After what felt like an eternity, I began to smile. This really was an easy choice. “Well, Monty,” I said out loud, “You couldn’t be more right!”
Moments later I was headed towards Tanya’s room, shirt folded neatly back along the creases. She’d understand, I was sure.
“Tanya, you can return this,” I called, knocking and entering. All the lights were on but she wasn’t there. I placed the shirt along with the tags at her desk and walked over to switch off her bedside lamps. As I bent down, a faint smell of something chemical drew my attention. On the table at the corner of the room, amongst scattered books was an open bottle of blue nail polish.
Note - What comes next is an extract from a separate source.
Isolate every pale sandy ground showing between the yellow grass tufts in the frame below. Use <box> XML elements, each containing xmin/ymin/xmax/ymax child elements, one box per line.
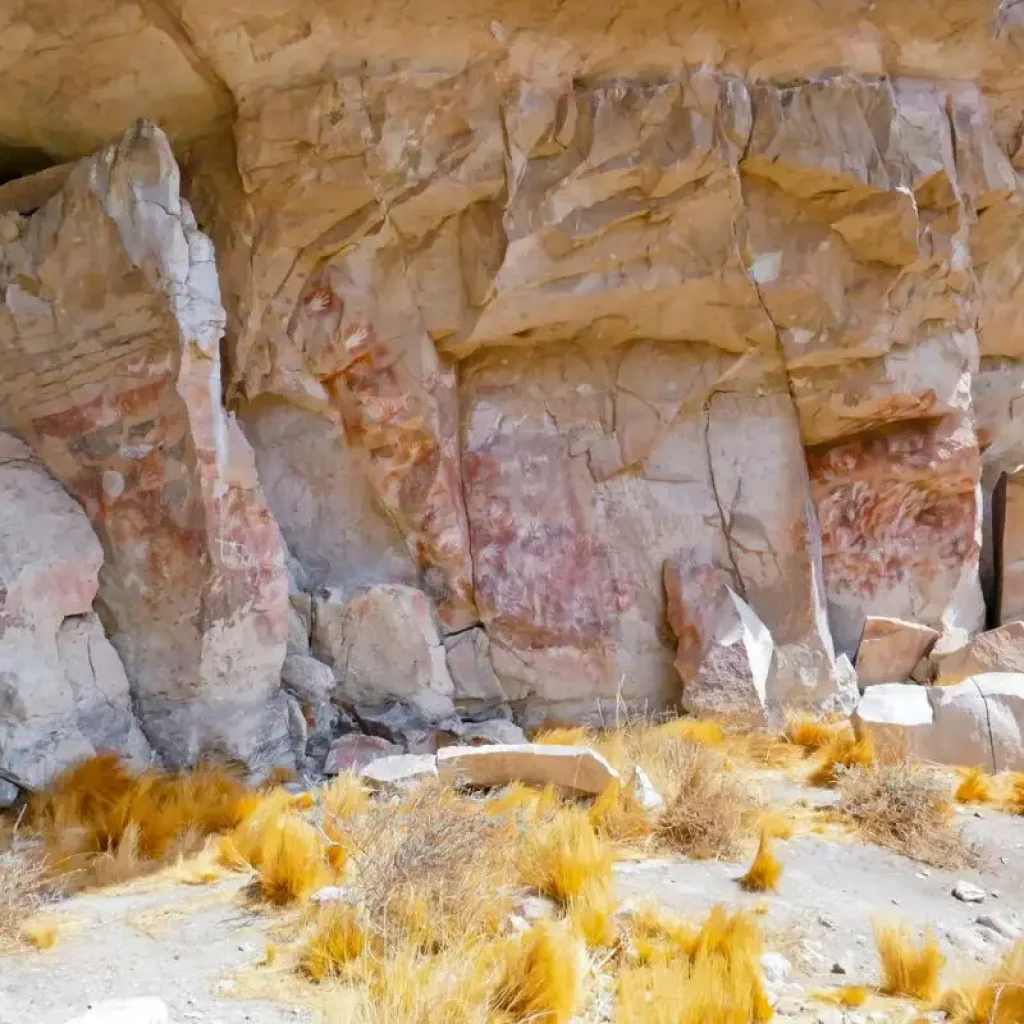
<box><xmin>0</xmin><ymin>776</ymin><xmax>1024</xmax><ymax>1024</ymax></box>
Careful not to spill anything, I picked up the cap and examined the nailpolish brush, its hair-like fibers stuck together with the glossy substance. The odor was quite strong now, I withdrew my face. For a second I hesitated and then a thought struck me. I stretched out my left thumb and painted a stroke across it. The nail felt unusually cool under the sparkly material. I took my hand further away and watched as the liquid settled on my finger and turned to a darker shade.
“Eric?” came Tanya’s voice suddenly from downstairs, “Hurry up, we’re all waiting for you. Mom won’t serve until you come.”
I quickly put the cap back onto the bottle and made my way out. As I shut the door behind me, I looked at the colour on my thumb once again and then wiped it off on my jeans.
- “Not yet,” I thought, climbing down the stairs, “But definitely someday.”